Finding the perfect IoT database

By Ben Slater, Chief Product Officer at Instaclustr.

  • Saturday, 4th July 2020 Posted 4 years ago in by Phil Alsop

Depending on which forecasts you prefer, the number of IoT devices in use by 2025 will range anywhere between a modest 41.6bn to a whopping 75bn – a vast increase from the 14.2bn connected devices in use last year. Even at the lower end of such estimates, the IoT is expected to generate nearly 80 zettabytes of data per year. This tidal wave of information poses several data management challenges for firms looking to gain value from their IoT networks.

In particular, given the specific nature of the data that IoT sensors generate, firms need databases that are tailored to match in terms of scalability, flexibility, and availability. Scalability, in particular, cost effective scalability has proved extremely tricky for many commercial database solutions. This, coupled with poor experiences driven by vendor lock-in, has resulted in an increasing number of businesses turning to open source instead. However, with so many options, it can be hard to know which is best. For IT managers, the first step is to critically reassess their database needs and identify how the architecture IoT databases need to diverge from more traditional business operations.

ACID test

The reason that IoT databases need to be architected differently is that sensor data is very different from human-generated data that businesses are more used to dealing with. While human-generated data will often rise and fall unexpectedly (for instance, social media usage has spiked hugely in the last month), IoT data is typically far more of a steady stream, which allows for easier capacity planning.

More importantly, a key advantage of IoT sensor data is that it doesn’t involve the same type of complex data transactions as traditional enterprise business applications. This means key data transactions protocols known as ACID (atomicity, consistency, isolation, and durability) do not need to be applied in the same way they would for, say, an online banking transaction.

For example, when transferring money online a typical design pattern is for multiple tables to be updated as a single database transaction, which either succeeds or fails. In contrast, for IoT data, data can typically be represented in a single table (device ID, metric name, timestamp and value) and only ever needs to be inserted (and potentially expired) rather than requiring updates and deletes.
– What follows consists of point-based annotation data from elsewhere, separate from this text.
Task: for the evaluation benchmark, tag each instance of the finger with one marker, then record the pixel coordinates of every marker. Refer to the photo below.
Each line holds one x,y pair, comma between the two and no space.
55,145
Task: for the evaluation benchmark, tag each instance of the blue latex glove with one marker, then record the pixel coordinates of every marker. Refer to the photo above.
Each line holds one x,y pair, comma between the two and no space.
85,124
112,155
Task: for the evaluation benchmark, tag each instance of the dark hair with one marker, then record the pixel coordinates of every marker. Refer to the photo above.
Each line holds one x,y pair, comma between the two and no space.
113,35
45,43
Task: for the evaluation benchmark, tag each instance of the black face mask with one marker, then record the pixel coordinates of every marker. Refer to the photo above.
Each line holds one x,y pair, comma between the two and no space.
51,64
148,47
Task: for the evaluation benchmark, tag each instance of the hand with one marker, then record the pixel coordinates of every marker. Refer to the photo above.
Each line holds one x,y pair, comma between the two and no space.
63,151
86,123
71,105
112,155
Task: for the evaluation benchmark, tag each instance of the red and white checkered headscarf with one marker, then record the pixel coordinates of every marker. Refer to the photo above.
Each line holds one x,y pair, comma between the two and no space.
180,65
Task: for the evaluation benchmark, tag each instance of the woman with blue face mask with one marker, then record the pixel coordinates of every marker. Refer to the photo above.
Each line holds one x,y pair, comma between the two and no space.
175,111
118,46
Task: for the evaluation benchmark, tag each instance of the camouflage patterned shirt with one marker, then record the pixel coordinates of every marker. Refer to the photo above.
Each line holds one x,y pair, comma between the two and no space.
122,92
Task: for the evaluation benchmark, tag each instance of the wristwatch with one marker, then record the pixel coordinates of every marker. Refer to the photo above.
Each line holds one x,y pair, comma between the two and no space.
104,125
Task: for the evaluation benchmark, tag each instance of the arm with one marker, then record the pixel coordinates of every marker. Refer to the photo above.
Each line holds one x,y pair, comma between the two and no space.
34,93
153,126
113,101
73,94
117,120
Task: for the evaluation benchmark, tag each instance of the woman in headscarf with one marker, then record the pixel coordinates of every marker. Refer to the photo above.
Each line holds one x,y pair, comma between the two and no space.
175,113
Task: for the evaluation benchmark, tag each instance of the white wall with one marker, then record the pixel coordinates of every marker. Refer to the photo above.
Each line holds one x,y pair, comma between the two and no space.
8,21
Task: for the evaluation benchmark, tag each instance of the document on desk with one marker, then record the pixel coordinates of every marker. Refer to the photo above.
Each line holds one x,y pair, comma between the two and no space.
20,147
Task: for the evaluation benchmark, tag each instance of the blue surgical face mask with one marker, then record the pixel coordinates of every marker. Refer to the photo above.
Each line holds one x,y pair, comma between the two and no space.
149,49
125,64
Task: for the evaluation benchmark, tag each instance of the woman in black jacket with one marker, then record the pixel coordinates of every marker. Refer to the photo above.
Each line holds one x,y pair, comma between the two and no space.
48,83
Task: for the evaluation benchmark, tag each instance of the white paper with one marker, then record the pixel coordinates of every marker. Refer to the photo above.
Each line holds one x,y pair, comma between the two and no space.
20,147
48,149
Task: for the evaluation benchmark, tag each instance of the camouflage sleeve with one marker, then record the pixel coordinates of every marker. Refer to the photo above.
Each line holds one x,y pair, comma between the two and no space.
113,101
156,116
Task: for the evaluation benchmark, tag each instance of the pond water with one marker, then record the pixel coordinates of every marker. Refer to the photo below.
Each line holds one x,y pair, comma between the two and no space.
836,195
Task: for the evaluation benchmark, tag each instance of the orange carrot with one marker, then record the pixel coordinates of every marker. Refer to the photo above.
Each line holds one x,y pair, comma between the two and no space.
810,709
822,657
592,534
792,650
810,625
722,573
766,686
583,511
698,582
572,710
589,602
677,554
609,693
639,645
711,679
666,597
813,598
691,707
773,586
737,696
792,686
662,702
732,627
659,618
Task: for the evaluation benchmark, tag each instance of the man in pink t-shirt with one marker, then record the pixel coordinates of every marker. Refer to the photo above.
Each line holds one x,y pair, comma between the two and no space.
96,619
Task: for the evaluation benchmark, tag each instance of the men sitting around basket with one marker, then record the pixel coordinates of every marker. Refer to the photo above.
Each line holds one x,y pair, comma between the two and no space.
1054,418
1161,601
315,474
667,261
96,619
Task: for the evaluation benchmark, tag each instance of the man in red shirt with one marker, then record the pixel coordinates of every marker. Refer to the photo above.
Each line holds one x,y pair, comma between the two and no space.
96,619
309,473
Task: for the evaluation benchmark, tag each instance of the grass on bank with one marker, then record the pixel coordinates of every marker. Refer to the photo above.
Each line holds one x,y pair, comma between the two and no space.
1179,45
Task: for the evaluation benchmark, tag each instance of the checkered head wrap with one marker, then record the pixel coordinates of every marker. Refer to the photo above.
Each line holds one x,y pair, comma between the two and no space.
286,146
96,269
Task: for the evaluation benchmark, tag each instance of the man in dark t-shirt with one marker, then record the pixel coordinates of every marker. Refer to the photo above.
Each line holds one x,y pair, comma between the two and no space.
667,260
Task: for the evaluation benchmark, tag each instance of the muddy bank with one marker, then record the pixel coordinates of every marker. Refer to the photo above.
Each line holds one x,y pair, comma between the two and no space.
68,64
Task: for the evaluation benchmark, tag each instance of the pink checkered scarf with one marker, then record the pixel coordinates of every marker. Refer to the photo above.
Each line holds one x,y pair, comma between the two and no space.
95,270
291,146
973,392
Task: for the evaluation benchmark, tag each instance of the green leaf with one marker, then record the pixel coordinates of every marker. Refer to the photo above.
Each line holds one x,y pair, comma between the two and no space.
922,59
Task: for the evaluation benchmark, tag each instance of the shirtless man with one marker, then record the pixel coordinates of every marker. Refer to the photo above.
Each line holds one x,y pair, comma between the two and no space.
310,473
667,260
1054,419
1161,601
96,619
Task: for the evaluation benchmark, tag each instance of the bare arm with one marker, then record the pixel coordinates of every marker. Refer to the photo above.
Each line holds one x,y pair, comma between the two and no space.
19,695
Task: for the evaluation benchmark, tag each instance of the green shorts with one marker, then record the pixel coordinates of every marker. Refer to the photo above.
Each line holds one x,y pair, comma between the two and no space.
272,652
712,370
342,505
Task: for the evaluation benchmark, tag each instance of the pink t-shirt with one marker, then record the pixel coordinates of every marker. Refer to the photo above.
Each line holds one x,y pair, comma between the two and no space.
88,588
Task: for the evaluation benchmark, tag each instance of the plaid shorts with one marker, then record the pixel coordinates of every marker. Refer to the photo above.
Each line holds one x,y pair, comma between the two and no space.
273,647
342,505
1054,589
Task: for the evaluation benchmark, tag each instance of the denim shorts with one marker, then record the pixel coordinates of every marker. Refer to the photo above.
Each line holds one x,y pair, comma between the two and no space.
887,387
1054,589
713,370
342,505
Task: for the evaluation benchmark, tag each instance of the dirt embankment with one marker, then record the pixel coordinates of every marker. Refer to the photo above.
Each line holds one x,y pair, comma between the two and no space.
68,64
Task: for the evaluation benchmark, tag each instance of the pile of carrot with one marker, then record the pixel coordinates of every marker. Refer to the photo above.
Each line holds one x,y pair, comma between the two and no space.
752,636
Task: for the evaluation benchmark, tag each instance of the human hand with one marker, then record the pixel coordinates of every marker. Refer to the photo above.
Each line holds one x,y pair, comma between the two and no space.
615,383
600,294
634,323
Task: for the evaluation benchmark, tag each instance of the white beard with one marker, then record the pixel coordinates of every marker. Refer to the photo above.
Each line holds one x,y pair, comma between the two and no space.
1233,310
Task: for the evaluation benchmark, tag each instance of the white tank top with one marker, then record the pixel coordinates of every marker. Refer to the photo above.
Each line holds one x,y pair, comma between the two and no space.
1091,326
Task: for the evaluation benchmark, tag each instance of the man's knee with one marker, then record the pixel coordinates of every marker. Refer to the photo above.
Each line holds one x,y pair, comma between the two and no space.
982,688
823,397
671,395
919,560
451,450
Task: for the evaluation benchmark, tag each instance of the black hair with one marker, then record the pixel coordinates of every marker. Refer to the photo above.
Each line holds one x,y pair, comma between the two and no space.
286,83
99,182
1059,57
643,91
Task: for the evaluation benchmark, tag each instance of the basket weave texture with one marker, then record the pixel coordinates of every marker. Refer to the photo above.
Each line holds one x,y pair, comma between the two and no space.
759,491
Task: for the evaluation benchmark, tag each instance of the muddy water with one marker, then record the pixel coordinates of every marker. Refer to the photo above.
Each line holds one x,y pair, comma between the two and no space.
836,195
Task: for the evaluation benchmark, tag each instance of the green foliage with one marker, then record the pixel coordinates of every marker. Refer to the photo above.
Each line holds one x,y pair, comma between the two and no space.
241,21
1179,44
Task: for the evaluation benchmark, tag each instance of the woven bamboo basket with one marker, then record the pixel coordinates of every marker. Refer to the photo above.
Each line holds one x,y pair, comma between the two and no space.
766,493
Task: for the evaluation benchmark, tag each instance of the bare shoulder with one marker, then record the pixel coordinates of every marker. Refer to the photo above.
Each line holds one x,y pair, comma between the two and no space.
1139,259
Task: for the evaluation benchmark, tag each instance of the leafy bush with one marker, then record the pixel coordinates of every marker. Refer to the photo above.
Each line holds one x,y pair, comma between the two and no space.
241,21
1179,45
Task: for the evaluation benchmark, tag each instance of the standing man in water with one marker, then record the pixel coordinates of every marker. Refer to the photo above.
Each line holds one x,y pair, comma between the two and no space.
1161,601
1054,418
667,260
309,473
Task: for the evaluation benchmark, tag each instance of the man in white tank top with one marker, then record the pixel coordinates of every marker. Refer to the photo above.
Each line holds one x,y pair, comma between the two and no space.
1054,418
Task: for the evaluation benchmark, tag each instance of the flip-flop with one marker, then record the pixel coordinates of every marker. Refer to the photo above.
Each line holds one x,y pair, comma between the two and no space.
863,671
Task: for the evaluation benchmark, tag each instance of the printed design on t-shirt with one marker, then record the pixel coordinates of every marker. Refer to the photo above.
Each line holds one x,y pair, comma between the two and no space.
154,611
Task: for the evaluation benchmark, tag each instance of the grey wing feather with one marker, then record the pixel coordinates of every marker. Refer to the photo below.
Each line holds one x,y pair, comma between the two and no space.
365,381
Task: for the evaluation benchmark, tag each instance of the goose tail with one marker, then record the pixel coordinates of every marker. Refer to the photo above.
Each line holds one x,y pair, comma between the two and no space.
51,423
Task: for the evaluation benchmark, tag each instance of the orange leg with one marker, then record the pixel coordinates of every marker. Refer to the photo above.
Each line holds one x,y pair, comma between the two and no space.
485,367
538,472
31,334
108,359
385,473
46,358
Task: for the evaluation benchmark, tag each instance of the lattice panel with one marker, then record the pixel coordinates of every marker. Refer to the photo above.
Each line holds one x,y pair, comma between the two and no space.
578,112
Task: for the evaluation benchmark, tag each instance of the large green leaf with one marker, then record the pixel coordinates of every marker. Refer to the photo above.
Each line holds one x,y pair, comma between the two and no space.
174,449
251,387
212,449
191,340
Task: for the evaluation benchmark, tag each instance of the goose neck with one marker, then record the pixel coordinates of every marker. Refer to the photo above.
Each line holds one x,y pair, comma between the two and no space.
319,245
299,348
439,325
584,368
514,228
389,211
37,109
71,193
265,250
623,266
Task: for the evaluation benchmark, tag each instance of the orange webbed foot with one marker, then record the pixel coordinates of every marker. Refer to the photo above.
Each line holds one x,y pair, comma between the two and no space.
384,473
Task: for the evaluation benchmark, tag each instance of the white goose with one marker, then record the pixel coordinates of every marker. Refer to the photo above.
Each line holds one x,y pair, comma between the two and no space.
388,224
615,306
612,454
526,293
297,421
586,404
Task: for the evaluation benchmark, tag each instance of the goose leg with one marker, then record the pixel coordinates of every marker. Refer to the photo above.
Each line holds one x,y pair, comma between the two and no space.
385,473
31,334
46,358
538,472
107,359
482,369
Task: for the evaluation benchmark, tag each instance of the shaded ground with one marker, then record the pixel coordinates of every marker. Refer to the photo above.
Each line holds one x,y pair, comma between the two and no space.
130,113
Databases designed around these relatively simple data structures and usage patterns can provide significantly greater scalability, reliability and cost effectiveness than databases required to implement full ACID transactions and SQL querying.

Four principles

Thanks to the phenomenal rate at which the IoT is expanding, IoT databases need to be designed with four core criteria in mind:

·         Flexible: Having a database that is as flexible as possible is essential. Companies will most likely find that they need a solution which can accommodate a range of different data types and structures without having fixed or predefined schemas in place – especially as the type of data being collected can shift significantly over time. However, while still requiring flexibility, the days of choosing a single “jack of all trades” database for an entire enterprise are also behind us.

·         Available: Given the flood of data needing to be ingested, it’s critical that databases avoid downtime wherever possible. This means designing a system without a single point of failure. For further protection, a distributed messaging system – such as Apache Kafka – is available to store data until the database can process the backlog or additional nodes are added to the cluster.

·         Scalable: Probably the single most important consideration for any IoT database. Companies need to know that, as their network grows, they don’t suddenly find themselves with a database unable to keep up as this can have huge and unpleasant impacts on business operations.

·         Cheap writes: Finally, databases need to offer cheap writes. It’s common for IoT data to be stored and only read once, if at all. Therefore, its important for write capacity to  be as cost-effective as possible and for the database to be optimised for high write throughput.

Prioritising these four requirements will inevitably lead towards Open Source solutions which have been built with these specific qualities in mind. For example, if we look at the masterless architecture of Apache Cassandra, is has been purposely designed so that nodes can be added and subbed seamlessly, allowing it to easily be scaled up to accommodate increased volume with zero downtime. Additionally, the distributed architecture of Cassandra means there is no single point of failure. It is 100% available regardless of whether a rack – or even an entire data centre – fails. The database is protected and can continue to run smoothly.

A perfect partnership

The spectacular growth in IoT devices, and the flood of data they will generate, are set to render many of the proprietary database solutions obsolete. In the face of a tidal wave of information, it’s essential for companies to critically reassess their database selection criteria and pick a solution which is tailored to meet the unique challenges posed by the IoT. Adopting open source is the best way to ensure that firms have the requisite flexibility, availability, scalability, and fault tolerance to cope, while also avoiding the nasty vendor lock-in surprises that can accompany commercial options.